As you can see, there are two spaces missing.

Though, if the squares of two odd numbers are multiplied together, it still gives a square number, #a^2b^2=(ab)^2#

#(2b+1)^2-4(2a+1)(2c+1)# will give us two new square numbers, but based on the proof with #3^2# and #5^2#, it will give an incomplete square, and therefore an irrational number.

Also, if we take #(2n+1)^2+(2n+3)^2=m^2#

#m^2=8n^2+16n+10#

#8n^2+16n+(10-m^2)=0#

#n=(-16+-sqrt(16^2-4(80-8m^2)))/16#

#n=(-16+-sqrt(-64+32m^2))/16#

No matter what integer you use for #m# as long as it is greater than #sqrt(2)#, #n# will never be a rational number. For #n# to be a rational number, #m=sqrt((64^d+64)/2), dinZZ, d>=2# but #m# will be an irrational number.

Oct 13, 2017

See explanation...

Explanation:

If #a, b, c# are odd integers, then they are all non-zero.

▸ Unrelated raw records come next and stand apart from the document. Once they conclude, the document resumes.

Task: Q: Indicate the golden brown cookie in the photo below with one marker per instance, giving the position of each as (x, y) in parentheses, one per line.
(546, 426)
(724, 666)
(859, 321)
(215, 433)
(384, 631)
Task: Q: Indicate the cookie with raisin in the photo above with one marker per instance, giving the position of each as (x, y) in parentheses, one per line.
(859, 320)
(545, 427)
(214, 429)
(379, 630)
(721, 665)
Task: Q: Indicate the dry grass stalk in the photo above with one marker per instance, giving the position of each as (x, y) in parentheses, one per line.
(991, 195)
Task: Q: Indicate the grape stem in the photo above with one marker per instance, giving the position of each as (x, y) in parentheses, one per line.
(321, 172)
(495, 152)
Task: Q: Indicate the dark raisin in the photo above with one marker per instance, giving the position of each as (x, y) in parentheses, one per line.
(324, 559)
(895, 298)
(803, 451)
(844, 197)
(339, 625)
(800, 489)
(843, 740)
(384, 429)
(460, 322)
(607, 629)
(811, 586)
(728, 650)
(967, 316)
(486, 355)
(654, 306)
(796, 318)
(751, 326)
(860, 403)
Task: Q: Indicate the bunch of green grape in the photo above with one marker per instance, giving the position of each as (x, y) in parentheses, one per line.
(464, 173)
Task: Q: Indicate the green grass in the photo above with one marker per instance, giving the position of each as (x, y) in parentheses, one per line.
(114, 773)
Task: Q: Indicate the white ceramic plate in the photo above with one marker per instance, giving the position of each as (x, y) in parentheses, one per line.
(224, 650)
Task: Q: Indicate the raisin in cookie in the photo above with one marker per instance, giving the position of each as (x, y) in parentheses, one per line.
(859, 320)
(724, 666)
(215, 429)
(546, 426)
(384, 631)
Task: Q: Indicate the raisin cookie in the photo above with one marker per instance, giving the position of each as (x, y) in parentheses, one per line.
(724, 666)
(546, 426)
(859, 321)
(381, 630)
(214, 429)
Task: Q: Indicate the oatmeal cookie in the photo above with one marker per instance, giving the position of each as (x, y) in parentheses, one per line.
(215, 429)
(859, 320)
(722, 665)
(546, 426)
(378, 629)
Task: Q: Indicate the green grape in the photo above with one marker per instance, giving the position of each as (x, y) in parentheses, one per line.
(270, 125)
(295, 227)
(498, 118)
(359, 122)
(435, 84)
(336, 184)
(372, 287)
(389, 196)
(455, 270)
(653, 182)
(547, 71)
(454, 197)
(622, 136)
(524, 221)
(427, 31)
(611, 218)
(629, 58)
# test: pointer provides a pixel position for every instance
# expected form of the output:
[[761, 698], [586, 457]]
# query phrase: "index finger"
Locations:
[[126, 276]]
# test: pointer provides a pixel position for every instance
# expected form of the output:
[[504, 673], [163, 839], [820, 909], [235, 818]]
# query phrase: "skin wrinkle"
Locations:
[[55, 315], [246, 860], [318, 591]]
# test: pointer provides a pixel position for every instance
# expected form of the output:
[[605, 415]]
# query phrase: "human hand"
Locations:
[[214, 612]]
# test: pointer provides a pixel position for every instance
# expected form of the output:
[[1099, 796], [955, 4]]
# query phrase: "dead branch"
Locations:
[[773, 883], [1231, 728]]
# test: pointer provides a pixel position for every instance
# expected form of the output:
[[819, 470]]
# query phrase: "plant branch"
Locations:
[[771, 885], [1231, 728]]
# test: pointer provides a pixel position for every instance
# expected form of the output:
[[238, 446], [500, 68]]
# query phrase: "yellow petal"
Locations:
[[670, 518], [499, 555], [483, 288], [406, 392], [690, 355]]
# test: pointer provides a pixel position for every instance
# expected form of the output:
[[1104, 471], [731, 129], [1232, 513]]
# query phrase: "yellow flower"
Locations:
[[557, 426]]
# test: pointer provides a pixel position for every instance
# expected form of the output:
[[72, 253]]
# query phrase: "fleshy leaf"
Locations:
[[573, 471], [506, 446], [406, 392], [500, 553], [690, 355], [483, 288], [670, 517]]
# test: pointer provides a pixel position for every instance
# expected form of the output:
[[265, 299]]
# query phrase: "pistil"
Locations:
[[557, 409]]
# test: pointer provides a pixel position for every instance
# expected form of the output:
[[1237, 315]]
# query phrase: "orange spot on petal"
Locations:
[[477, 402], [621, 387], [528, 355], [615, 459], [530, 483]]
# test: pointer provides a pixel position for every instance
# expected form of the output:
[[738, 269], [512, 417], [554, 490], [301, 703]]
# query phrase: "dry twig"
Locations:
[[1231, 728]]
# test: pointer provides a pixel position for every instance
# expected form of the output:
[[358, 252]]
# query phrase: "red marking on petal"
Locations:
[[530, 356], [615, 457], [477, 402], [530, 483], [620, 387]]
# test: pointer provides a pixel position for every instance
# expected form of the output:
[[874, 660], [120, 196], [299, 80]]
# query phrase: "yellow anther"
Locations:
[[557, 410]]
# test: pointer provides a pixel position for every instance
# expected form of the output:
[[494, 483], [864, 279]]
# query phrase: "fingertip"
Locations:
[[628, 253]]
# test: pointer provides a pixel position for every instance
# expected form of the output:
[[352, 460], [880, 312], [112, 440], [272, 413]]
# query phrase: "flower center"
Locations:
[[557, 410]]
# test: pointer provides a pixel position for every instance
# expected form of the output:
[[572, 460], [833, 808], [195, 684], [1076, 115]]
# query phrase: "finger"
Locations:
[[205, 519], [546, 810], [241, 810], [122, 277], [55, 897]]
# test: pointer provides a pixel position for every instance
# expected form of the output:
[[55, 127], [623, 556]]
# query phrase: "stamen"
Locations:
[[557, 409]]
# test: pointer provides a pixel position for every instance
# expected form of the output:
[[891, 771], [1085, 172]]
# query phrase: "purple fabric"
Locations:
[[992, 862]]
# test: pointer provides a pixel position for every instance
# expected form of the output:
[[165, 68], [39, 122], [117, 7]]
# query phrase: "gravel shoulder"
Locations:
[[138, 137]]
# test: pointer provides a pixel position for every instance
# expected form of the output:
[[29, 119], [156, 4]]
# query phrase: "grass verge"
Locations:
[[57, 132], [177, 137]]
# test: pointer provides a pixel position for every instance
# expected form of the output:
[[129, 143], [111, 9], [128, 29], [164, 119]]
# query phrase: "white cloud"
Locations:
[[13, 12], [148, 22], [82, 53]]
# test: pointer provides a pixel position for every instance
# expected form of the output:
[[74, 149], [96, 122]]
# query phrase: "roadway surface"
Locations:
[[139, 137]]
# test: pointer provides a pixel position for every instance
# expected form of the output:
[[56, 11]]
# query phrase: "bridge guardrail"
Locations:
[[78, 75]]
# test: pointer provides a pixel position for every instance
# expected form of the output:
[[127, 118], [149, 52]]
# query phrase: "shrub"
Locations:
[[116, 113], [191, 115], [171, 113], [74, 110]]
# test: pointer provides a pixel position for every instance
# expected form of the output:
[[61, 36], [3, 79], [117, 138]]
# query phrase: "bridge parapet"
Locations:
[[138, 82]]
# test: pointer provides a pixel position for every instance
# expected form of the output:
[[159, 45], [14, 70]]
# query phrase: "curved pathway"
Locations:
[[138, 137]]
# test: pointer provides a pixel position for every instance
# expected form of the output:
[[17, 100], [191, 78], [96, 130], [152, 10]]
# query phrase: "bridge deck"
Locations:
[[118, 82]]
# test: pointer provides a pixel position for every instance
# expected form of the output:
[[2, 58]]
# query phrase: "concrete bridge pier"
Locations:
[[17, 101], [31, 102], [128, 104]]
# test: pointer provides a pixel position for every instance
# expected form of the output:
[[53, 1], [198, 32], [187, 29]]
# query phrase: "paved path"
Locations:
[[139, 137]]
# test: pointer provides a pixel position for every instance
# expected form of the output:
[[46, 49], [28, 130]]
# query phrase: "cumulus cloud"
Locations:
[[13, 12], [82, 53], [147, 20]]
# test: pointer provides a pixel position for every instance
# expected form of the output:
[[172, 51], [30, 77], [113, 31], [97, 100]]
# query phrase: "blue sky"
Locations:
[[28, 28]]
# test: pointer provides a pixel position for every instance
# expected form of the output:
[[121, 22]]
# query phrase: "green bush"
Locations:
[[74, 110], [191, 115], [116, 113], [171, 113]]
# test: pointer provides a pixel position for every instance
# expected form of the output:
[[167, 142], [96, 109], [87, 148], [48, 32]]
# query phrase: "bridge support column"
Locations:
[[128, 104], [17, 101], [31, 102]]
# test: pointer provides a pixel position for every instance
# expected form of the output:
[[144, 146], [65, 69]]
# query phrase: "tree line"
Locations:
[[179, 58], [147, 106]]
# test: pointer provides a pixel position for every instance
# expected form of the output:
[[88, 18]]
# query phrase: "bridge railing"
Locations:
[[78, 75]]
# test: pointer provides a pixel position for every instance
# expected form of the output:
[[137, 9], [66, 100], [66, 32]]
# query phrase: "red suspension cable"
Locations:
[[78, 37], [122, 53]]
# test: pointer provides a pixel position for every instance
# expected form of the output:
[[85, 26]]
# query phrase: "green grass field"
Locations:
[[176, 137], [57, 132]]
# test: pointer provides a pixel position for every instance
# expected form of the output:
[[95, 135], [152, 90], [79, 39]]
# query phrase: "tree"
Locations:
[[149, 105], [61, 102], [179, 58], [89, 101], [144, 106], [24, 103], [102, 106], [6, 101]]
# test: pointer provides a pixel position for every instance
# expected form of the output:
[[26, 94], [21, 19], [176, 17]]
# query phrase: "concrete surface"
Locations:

If #ax^2+bx+c# has a rational zero, then it can be factored into two linear factors with integer coefficients, say:

#ax^2+bx+c = (px+q)(rx+s)#

#color(white)(ax^2+bx+c) = prx^2+(ps+qr)x+qs#

Equating coefficients, we have:

#{ (a = pr), (b=ps+qr), (c=qs) :}#

Since #a# and #c# are both odd integers, so must be #p, r, q, s#.

Then:

#b = ps+qr#

is the sum of two odd integers and therefore even.

This contradicts the assumption that #b# is odd. So there is no such factorisation into linear terms with integer coefficients. Therefore #ax^2+bx+c# has no rational zeros.